Ein umstrittener Begriff aus der Evolutionsbiologie bzw. Ökologie. Auf Deutsch bedeutet Präadaption so viel wie "Voranpassung".
Gemeint sind anatomische oder physiologische Merkmale oder bestimmte Verhaltensweisen, die bei Lebewesen anzutreffen sind und die ihnen in der augenblicklichen Umwelt keine besonders auffälligen Vorteile einbringen. Sobald sich die Umweltbedingungen jedoch ändern, verleihen diese Merkmale den Individuen einen Selektionsvorteil, plötzlich werden die "unauffälligen" Merkmale vorteilhaft.

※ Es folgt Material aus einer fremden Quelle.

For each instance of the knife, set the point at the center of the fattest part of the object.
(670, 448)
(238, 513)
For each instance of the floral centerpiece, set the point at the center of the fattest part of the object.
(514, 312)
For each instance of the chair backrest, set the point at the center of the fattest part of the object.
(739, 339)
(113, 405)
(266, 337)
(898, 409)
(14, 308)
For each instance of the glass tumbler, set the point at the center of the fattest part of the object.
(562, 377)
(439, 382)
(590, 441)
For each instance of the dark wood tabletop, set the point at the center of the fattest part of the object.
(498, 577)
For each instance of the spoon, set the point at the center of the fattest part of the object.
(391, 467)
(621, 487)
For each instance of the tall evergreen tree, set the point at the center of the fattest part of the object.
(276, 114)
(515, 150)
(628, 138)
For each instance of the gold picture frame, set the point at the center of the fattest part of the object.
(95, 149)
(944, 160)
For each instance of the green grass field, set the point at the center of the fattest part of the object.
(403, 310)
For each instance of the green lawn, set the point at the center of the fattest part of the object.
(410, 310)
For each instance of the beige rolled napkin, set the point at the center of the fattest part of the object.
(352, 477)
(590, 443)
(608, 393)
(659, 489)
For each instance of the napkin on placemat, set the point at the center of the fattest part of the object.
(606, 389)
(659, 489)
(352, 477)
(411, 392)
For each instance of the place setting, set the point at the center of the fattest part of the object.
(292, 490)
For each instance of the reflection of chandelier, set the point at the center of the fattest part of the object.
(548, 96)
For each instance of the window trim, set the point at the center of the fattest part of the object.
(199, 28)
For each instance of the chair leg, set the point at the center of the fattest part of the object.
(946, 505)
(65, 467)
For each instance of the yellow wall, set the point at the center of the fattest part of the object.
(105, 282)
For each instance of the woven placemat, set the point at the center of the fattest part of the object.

Beispielsweise gibt es in einer Tierpopulation immer Individuen, die kältere Temperaturen besonders gut überstehen können, das sieht man ja auch bei jeder Temperatur-Toleranzkurve wie zum Beispiel hier:
Die meisten Individuen suchen freiwillig einen Temperaturbereich zwischen 15 und 30 Grad Celsius auf. Es gibt aber auch eine ganze Reihe von Individuen, die man bei Temperaturen zwischen 10 und 15 Grad bzw. zwischen 30 und 36 Grad antrifft. Nicht viele Individuen, aber doch einige. Diese "extreme" Temperaturpräferenz mag genetisch bedingt sein - aber es ist ein schönes Beispiel für eine Präadaption. Wird nämlich die Umgebungstemperatur aus irgendwelchen Gründen plötzlich kälter, so haben diese Individuen einen Selektionsvorteil, da sie bereits an kalte Temperaturen "vorangepasst" waren.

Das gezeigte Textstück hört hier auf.